Cuando das un par de pasos hacia atrás y tomas perspectiva, lo que no haces a menudo en absoluto, varias cosas se te revelan. Una de ellas es la majestuosa habilidad de observar lo que estás haciendo desde una perspectiva causal.
Muchos de nosotros tendemos a pensar que las decisiones que tomamos son fruto de un plan meticulosamente calculado que se enraíza a la perfección con nuestra identidad y objetivos vitales. Que tenemos un férreo control del timón de nuestro barco y lo pilotamos con audacia por la vida como si fuéramos aquel Rusell Crowe con sobrepeso en Master and Commander. El oleaje del océano nos fastidia ocasionalmente la travesía y nos revuelve el estómago, pero asumimos sin titubeos que tenemos muy claro por qué navegamos como navegamos.
La pregunta es… ¿es esto realmente así?
¿Tiene esa idea de control, prácticamente imperceptible en nuestro subconsciente, una manifestación palpable en nuestra vida? ¿O es sólo una ilusión?
Quizá sea una pregunta sin respuesta. O quizá la respuesta sea “sí” o “no” dependiendo del enfoque y la meta-percepción de cada uno.
Sin embargo, lo que sí puedo decirte es que, a pesar de ser abrumadoramente mayoritario, el camino más habitual no es el único modo de vivir. Ni tampoco el más útil.
Los dos caminos
Nuestra arquitectura cognitiva tiende a interpretar nuestro papel en la película de la vida de la siguiente manera: Hay un capitán de barco (nosotros) y un mar (el mundo a nuestro alrededor) a través del cual debemos navegar (tomar decisiones) para conseguir nuestros objetivos vitales.
Esto nos resulta bastante obvio. Probablemente al leerlo tu cerebro haya saltado de inmediato a la conclusión “sí, claro, el mundo está ahí afuera y yo soy el que navego a través de él”.
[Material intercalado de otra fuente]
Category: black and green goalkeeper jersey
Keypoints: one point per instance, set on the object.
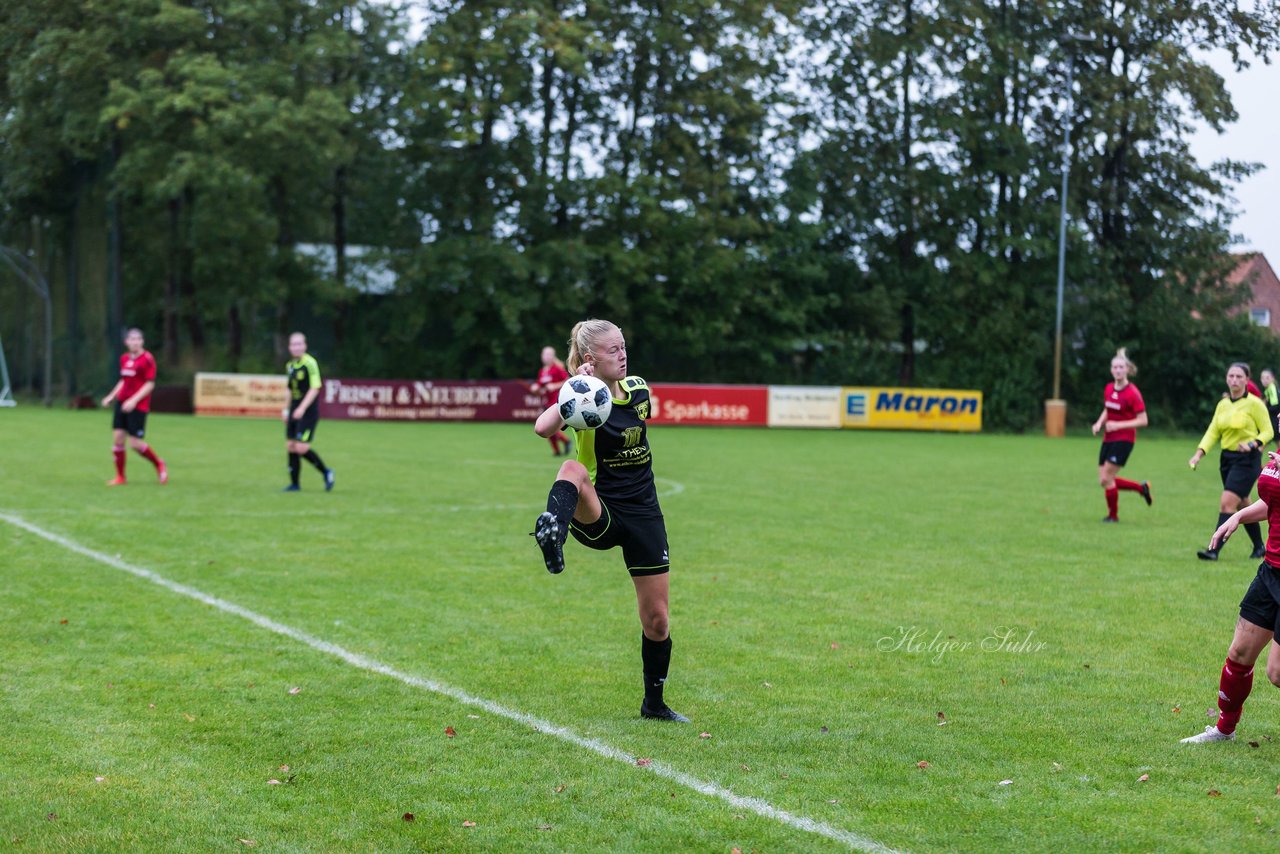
(617, 452)
(304, 375)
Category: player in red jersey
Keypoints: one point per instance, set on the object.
(1260, 611)
(1123, 412)
(549, 380)
(132, 397)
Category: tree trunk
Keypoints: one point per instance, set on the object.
(170, 284)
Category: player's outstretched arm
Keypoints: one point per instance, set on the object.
(1255, 512)
(110, 396)
(549, 423)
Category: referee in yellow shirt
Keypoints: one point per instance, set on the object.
(1240, 425)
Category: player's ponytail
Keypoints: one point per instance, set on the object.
(585, 333)
(1124, 354)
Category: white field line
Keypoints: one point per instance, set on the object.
(711, 789)
(673, 488)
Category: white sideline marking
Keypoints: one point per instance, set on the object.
(711, 789)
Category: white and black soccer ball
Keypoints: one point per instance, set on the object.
(585, 402)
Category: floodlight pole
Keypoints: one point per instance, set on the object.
(1055, 409)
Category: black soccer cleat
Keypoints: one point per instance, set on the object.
(664, 713)
(547, 531)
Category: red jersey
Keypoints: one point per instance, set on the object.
(1269, 491)
(551, 378)
(135, 373)
(1123, 405)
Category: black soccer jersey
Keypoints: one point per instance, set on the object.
(617, 452)
(304, 375)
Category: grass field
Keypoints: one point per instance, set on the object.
(136, 717)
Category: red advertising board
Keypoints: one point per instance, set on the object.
(402, 400)
(711, 405)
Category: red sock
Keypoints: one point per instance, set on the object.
(1233, 688)
(147, 453)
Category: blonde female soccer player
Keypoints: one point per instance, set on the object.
(1242, 428)
(1123, 412)
(607, 498)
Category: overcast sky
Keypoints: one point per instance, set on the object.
(1256, 137)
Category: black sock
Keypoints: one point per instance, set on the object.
(314, 459)
(656, 656)
(1221, 517)
(562, 503)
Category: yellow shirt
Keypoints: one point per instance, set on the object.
(1235, 421)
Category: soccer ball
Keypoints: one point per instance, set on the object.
(585, 402)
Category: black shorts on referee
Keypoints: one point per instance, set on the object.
(133, 423)
(643, 539)
(1115, 452)
(1240, 471)
(304, 429)
(1261, 603)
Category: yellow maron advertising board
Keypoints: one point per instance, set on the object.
(912, 409)
(250, 394)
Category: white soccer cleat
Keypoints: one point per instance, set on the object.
(1210, 734)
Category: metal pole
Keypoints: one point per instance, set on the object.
(1061, 233)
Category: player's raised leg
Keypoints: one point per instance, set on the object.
(572, 496)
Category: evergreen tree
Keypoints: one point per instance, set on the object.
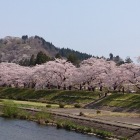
(32, 61)
(41, 58)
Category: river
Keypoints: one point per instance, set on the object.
(27, 130)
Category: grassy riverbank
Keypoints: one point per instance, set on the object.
(49, 96)
(126, 101)
(11, 110)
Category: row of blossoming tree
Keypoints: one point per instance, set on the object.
(61, 74)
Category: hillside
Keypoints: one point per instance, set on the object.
(15, 49)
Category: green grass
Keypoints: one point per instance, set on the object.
(29, 103)
(48, 96)
(128, 101)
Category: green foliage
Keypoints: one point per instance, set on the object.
(41, 58)
(80, 56)
(72, 58)
(128, 101)
(10, 109)
(32, 60)
(52, 96)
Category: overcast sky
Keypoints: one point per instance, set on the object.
(97, 27)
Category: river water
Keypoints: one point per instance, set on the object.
(28, 130)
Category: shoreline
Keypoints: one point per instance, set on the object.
(71, 123)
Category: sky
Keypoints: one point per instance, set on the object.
(97, 27)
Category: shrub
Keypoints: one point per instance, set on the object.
(61, 105)
(81, 114)
(77, 106)
(98, 112)
(49, 106)
(10, 109)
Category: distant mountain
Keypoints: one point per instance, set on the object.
(15, 49)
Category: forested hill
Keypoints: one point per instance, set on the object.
(26, 49)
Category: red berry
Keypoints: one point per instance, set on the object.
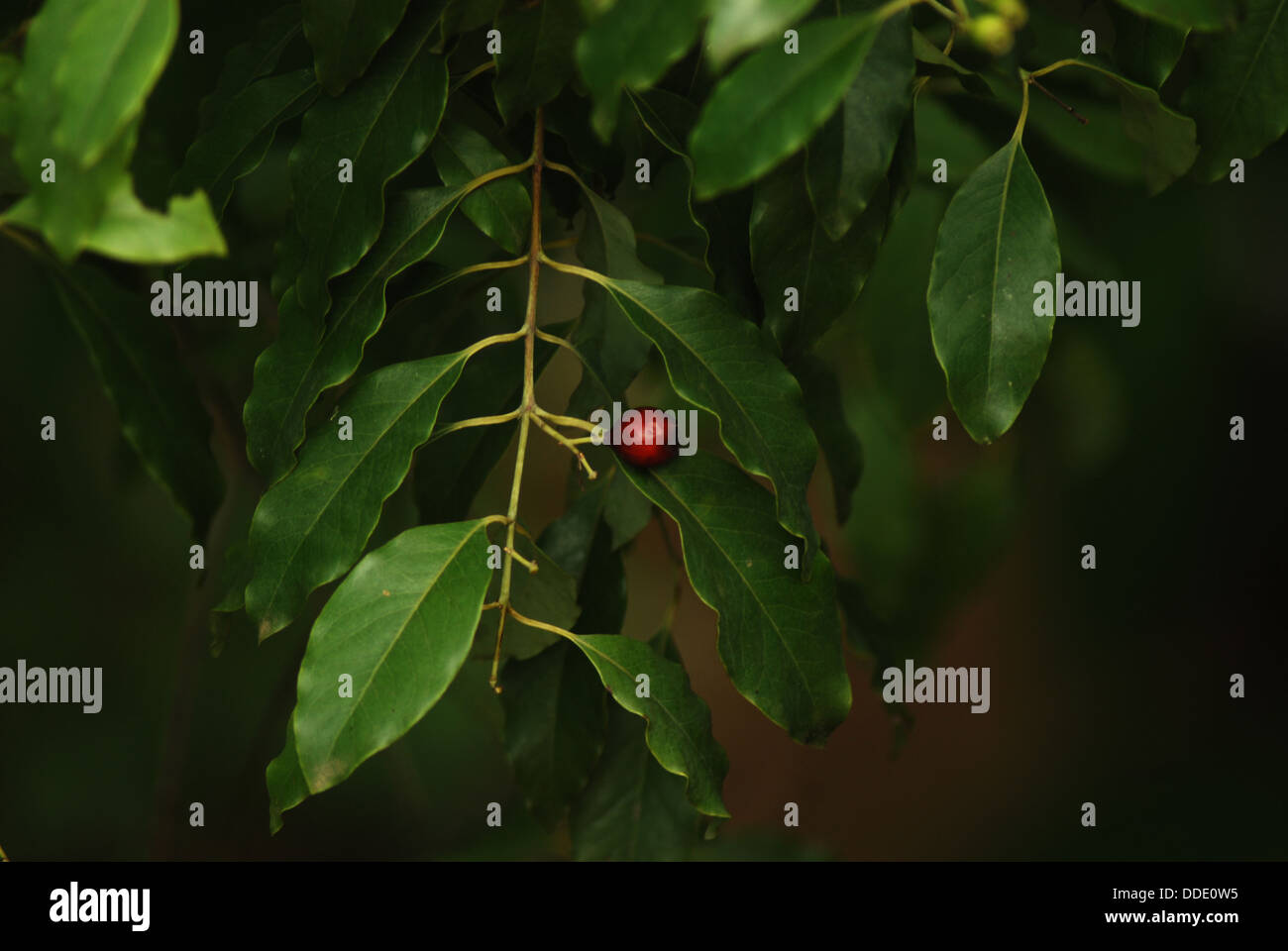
(652, 448)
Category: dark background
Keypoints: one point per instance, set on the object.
(1109, 686)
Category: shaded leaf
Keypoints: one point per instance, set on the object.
(1145, 51)
(719, 361)
(824, 406)
(773, 102)
(1188, 14)
(400, 626)
(501, 209)
(679, 722)
(996, 241)
(237, 141)
(346, 37)
(780, 638)
(790, 248)
(252, 59)
(632, 809)
(849, 157)
(630, 47)
(310, 526)
(129, 231)
(158, 403)
(380, 124)
(554, 727)
(537, 54)
(1239, 90)
(738, 25)
(299, 367)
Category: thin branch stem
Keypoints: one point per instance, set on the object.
(566, 442)
(536, 161)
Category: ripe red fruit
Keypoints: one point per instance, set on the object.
(653, 446)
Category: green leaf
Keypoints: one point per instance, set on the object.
(129, 231)
(630, 47)
(1188, 14)
(780, 638)
(400, 626)
(773, 102)
(239, 138)
(824, 406)
(295, 370)
(1145, 51)
(632, 809)
(537, 55)
(1166, 138)
(934, 62)
(738, 25)
(286, 784)
(252, 59)
(679, 722)
(380, 124)
(156, 401)
(849, 157)
(626, 510)
(1239, 92)
(346, 37)
(996, 241)
(554, 727)
(790, 248)
(309, 527)
(501, 209)
(112, 54)
(719, 361)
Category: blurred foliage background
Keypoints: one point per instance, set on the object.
(1108, 686)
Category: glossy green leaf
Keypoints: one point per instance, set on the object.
(996, 241)
(632, 809)
(1239, 90)
(156, 401)
(252, 59)
(346, 37)
(239, 138)
(537, 54)
(554, 727)
(739, 25)
(1166, 138)
(824, 406)
(129, 231)
(309, 527)
(930, 60)
(630, 47)
(773, 102)
(400, 625)
(380, 124)
(790, 248)
(780, 638)
(295, 370)
(112, 54)
(849, 157)
(284, 779)
(501, 209)
(1188, 14)
(679, 722)
(1145, 51)
(717, 361)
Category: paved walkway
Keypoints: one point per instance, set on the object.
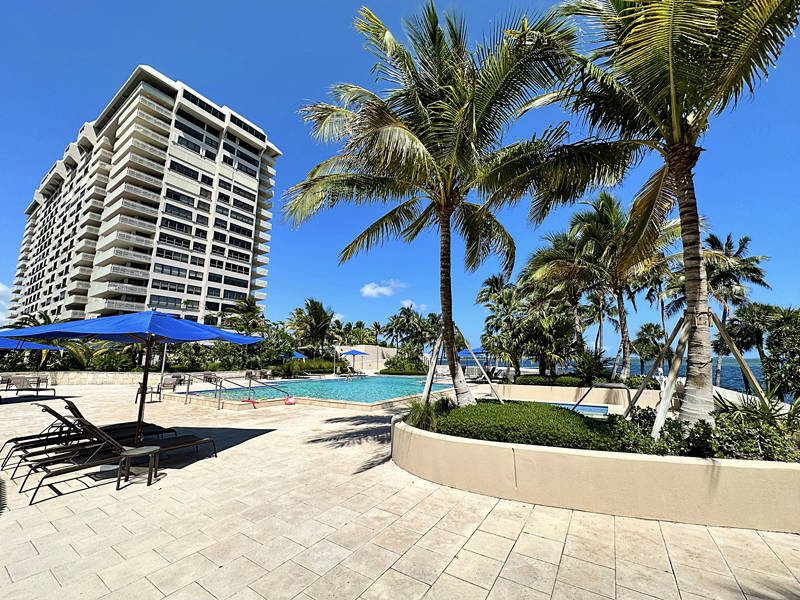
(303, 502)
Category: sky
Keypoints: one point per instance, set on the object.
(62, 62)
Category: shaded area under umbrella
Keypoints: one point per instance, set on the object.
(147, 327)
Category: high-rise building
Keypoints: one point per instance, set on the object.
(163, 202)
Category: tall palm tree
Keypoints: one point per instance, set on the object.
(658, 74)
(434, 136)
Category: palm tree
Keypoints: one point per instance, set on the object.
(647, 343)
(311, 323)
(434, 136)
(657, 75)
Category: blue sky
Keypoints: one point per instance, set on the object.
(62, 62)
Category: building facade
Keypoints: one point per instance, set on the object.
(163, 202)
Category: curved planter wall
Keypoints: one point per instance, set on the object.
(732, 493)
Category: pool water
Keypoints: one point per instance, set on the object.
(359, 389)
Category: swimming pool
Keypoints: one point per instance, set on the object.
(374, 388)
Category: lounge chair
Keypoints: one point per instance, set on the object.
(23, 383)
(107, 451)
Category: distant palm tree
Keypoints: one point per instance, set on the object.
(658, 73)
(434, 137)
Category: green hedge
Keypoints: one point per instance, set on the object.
(560, 381)
(527, 423)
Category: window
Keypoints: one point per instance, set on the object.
(184, 170)
(171, 254)
(173, 240)
(241, 230)
(245, 169)
(182, 141)
(237, 268)
(236, 282)
(242, 256)
(191, 131)
(177, 196)
(242, 218)
(244, 193)
(169, 270)
(177, 211)
(233, 241)
(248, 128)
(165, 301)
(170, 286)
(205, 106)
(175, 225)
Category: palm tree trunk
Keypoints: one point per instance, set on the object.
(625, 370)
(718, 374)
(698, 400)
(463, 393)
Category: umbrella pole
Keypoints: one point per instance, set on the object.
(147, 349)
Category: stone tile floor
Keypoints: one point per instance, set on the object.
(304, 503)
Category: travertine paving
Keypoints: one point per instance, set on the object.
(303, 502)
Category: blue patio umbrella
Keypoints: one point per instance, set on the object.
(148, 328)
(6, 344)
(354, 353)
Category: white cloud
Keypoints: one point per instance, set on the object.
(5, 296)
(386, 287)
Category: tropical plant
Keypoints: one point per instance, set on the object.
(657, 74)
(434, 136)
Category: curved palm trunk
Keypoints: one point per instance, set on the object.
(698, 401)
(463, 393)
(625, 341)
(718, 374)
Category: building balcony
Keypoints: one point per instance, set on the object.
(104, 305)
(126, 223)
(83, 259)
(121, 205)
(116, 254)
(115, 288)
(140, 162)
(123, 238)
(115, 272)
(79, 273)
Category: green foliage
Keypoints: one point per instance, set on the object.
(527, 423)
(408, 358)
(559, 381)
(634, 381)
(591, 367)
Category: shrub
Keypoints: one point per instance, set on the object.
(560, 380)
(526, 423)
(634, 381)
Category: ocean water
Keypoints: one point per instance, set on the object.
(730, 375)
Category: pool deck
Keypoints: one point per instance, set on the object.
(303, 502)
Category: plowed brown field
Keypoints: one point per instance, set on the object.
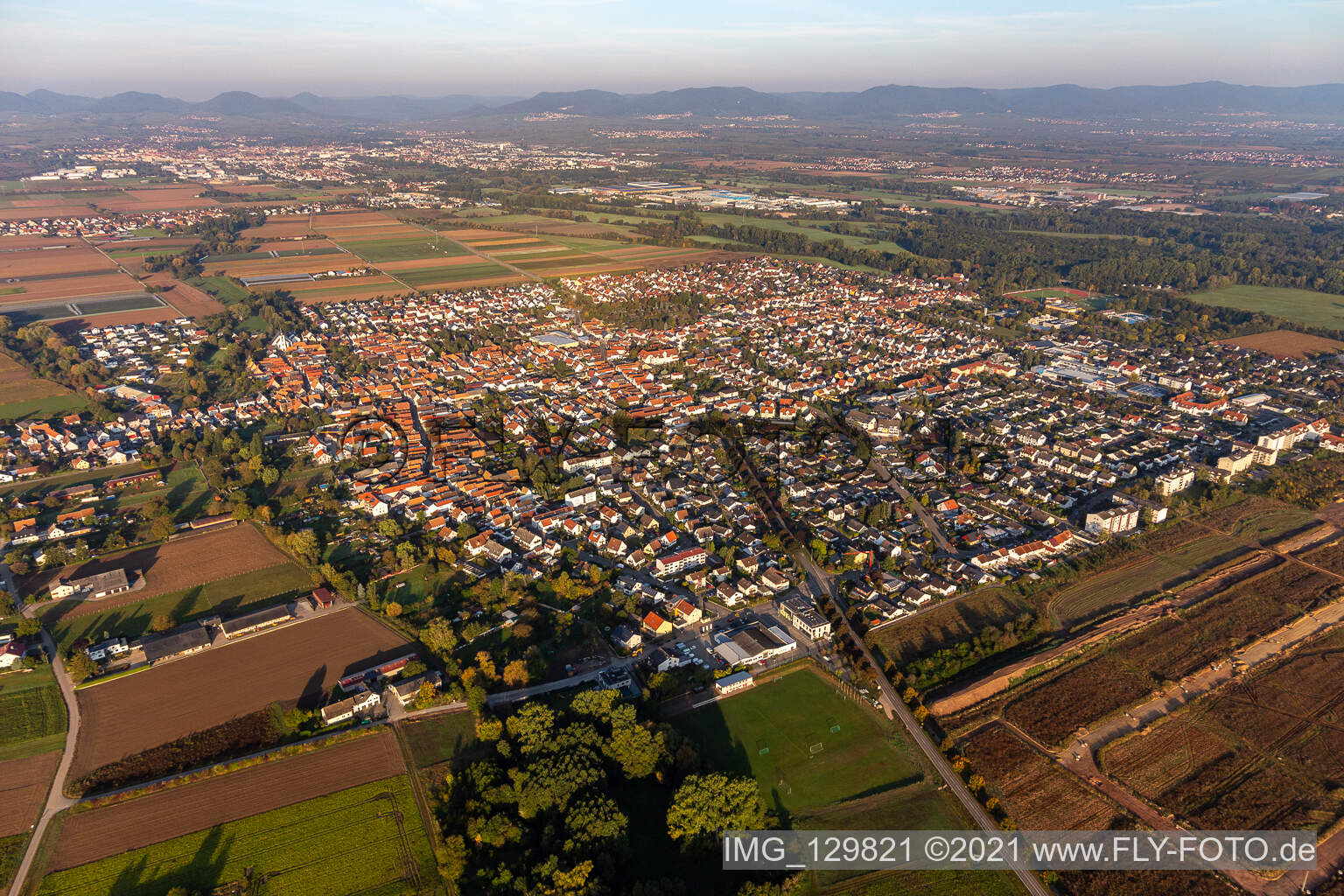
(168, 567)
(23, 786)
(298, 664)
(118, 828)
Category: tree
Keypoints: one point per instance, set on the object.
(515, 673)
(438, 635)
(706, 805)
(80, 667)
(305, 546)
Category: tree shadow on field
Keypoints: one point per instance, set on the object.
(313, 692)
(187, 605)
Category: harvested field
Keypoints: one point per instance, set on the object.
(1264, 752)
(1155, 571)
(1170, 752)
(187, 298)
(366, 841)
(293, 665)
(1053, 710)
(23, 786)
(1283, 343)
(1176, 645)
(122, 826)
(156, 199)
(19, 387)
(1040, 793)
(172, 566)
(933, 630)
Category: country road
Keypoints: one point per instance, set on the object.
(57, 800)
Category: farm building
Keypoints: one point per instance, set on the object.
(754, 644)
(12, 653)
(178, 644)
(657, 625)
(409, 690)
(734, 682)
(350, 707)
(257, 621)
(94, 586)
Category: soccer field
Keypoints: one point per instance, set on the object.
(805, 745)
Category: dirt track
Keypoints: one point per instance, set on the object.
(292, 665)
(168, 567)
(109, 830)
(23, 786)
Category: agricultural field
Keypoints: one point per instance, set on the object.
(1256, 519)
(293, 665)
(228, 597)
(1038, 793)
(920, 883)
(185, 808)
(1265, 752)
(1283, 343)
(57, 269)
(1168, 649)
(365, 840)
(23, 396)
(32, 710)
(1298, 305)
(1096, 690)
(948, 625)
(165, 569)
(438, 738)
(782, 731)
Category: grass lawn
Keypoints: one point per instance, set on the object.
(228, 595)
(388, 250)
(11, 853)
(40, 407)
(34, 713)
(781, 732)
(446, 274)
(1298, 305)
(920, 883)
(438, 738)
(348, 843)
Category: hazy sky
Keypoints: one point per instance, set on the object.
(195, 49)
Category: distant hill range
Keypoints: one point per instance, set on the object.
(875, 103)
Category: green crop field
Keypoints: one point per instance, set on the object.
(781, 732)
(1116, 587)
(446, 274)
(40, 407)
(1298, 305)
(438, 738)
(390, 250)
(34, 713)
(366, 840)
(269, 586)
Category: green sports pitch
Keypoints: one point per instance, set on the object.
(805, 745)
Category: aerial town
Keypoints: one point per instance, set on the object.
(491, 494)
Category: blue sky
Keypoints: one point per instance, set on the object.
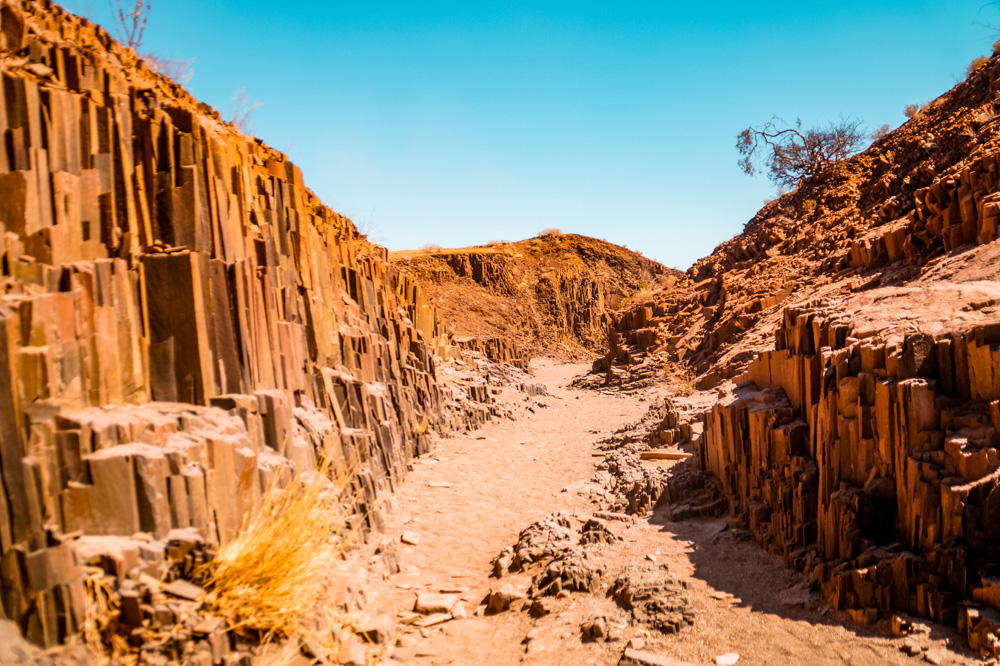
(458, 123)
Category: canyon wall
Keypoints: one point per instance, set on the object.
(871, 461)
(181, 323)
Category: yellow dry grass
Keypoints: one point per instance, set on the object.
(270, 578)
(101, 611)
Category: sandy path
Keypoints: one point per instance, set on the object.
(512, 473)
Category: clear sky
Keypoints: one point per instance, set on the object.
(458, 123)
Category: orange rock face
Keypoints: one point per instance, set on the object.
(181, 322)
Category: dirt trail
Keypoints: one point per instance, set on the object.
(472, 497)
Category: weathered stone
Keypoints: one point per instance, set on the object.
(429, 602)
(634, 657)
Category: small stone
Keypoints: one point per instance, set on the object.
(432, 619)
(429, 602)
(184, 589)
(378, 630)
(499, 601)
(935, 656)
(540, 608)
(595, 629)
(352, 653)
(899, 627)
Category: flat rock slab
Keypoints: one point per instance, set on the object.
(429, 602)
(640, 658)
(185, 590)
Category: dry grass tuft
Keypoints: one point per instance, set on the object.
(101, 614)
(269, 579)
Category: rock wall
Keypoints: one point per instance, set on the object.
(872, 464)
(181, 321)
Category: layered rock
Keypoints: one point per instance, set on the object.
(872, 463)
(181, 322)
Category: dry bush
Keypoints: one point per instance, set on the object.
(130, 21)
(976, 65)
(269, 579)
(100, 618)
(178, 71)
(680, 378)
(788, 154)
(880, 133)
(242, 110)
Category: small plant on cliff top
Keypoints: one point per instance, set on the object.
(976, 65)
(131, 19)
(790, 154)
(880, 133)
(242, 109)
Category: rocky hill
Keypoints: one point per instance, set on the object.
(852, 332)
(547, 295)
(184, 330)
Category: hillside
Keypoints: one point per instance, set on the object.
(850, 337)
(548, 295)
(187, 335)
(918, 194)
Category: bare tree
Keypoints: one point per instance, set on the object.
(131, 20)
(243, 108)
(179, 71)
(880, 133)
(790, 154)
Lo que quizá no sea tan obvio es que, a un nivel metacognitivo, en cierta fase de nuestra vida se suele producir una bifurcación sobre nuestra concepción de cómo opera (o cómo debería operar) ese capitán. Y muchos de nosotros no somos en absoluto conscientes de que, al elegir uno de los dos caminos en esa bifurcación, renunciamos de facto al otro. De hecho, no somos conscientes de haber elegido nada, porque no percibimos que hubiera elección alguna. Sólo había un único camino que seguir dentro de nuestro campo visual.
Pero no, no es así.
El que no hayamos reparado en el otro camino no significa que no exista. Es un punto ciego en nuestra visión periférica, pero está ahí, aunque no lo veamos.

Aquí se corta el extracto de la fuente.